Researchers at MIT have developed a method for teaching computers to understand what is happening in video content. The method uses a similar approach to textual analysis, such as natural language processing, by looking at each part of a video to figure out what the whole thing means. The researchers created an algorithm to identify what occurs in individual frames of the video, and then determines what those mean when combined in a certain order.
“It could prove meaningful as more companies look to images and video to analyze everything from consumer behavior to health care,” reports GigaOM.

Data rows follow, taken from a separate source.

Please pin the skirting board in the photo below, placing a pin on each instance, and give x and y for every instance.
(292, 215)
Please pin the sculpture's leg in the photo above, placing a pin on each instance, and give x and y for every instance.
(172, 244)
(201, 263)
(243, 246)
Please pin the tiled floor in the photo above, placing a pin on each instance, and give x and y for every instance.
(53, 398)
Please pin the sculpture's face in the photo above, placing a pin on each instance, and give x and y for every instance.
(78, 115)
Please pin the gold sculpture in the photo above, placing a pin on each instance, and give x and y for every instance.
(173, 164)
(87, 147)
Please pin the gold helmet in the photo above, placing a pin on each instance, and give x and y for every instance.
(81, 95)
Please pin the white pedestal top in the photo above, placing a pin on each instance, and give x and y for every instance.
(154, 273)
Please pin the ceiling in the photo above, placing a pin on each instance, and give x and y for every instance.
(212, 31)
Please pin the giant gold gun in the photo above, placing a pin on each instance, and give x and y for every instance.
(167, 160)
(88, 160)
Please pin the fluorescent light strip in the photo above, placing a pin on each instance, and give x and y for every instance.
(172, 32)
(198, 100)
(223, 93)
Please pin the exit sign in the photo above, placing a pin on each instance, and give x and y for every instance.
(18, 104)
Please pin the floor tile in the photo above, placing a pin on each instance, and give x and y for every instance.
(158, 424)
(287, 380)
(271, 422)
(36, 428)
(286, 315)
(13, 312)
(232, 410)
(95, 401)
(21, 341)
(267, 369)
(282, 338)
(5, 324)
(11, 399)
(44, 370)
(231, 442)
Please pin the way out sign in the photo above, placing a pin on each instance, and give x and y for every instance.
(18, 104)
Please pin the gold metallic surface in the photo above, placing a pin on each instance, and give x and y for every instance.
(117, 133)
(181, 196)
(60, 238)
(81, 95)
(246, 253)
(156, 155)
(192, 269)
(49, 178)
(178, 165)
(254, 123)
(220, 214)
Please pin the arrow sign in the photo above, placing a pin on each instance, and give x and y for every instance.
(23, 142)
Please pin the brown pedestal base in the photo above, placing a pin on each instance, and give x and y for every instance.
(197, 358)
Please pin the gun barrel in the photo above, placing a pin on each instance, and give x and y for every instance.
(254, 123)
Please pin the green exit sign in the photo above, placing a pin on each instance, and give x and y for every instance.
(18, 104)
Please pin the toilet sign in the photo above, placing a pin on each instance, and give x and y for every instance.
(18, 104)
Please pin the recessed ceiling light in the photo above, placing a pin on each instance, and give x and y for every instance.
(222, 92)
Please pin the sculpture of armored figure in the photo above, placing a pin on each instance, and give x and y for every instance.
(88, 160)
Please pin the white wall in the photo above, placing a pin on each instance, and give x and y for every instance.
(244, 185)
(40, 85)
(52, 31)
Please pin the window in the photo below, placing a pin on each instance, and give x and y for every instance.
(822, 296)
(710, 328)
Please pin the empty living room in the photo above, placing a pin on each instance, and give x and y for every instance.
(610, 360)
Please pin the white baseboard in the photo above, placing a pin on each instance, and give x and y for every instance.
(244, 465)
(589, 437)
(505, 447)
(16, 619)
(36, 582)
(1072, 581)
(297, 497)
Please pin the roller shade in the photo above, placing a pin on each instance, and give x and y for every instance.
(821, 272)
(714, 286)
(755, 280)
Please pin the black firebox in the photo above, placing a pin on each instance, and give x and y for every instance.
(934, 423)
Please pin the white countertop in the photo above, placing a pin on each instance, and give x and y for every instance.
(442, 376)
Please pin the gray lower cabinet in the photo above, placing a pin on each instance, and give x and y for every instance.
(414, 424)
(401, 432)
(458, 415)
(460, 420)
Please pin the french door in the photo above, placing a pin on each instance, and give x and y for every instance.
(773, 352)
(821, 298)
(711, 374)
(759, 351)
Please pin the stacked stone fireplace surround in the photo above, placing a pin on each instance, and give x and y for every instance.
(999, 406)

“As one might expect, identifying the actions taking place within videos is a machine learning problem,” notes the article. “The algorithm was trained on videos of specific actions, but it had to learn on its own which steps comprise a larger action (e.g., making tea or lifting weights) and the normal flow from one step to the next.”
This type of algorithm could be useful in automatically tagging and indexing online videos, including videos on YouTube. The researchers are also hoping their algorithm could be used for medical purposes, including monitoring exercise or reminding people to take their medication.
The technology also has the potential to detect if there is an armed robbery taking place at an ATM, for example, or to alert zoologists that animals at the zoo are breeding.
Dropcam, a startup working with cloud-connected cameras, is pursuing similar goals by creating its own model of identifying actions from what its cameras are monitoring.
“It’s clear that video will soon become just as important a source of data as text and videos for smart companies and other institutions trying to glean insights in any numbers of areas,” suggests GigaOM. “There was always lots of information buried within tweets, photos and videos, but few organizations had the manpower to look at them all. Thanks to advances in artificial intelligence, they’ll soon only need a credit card.”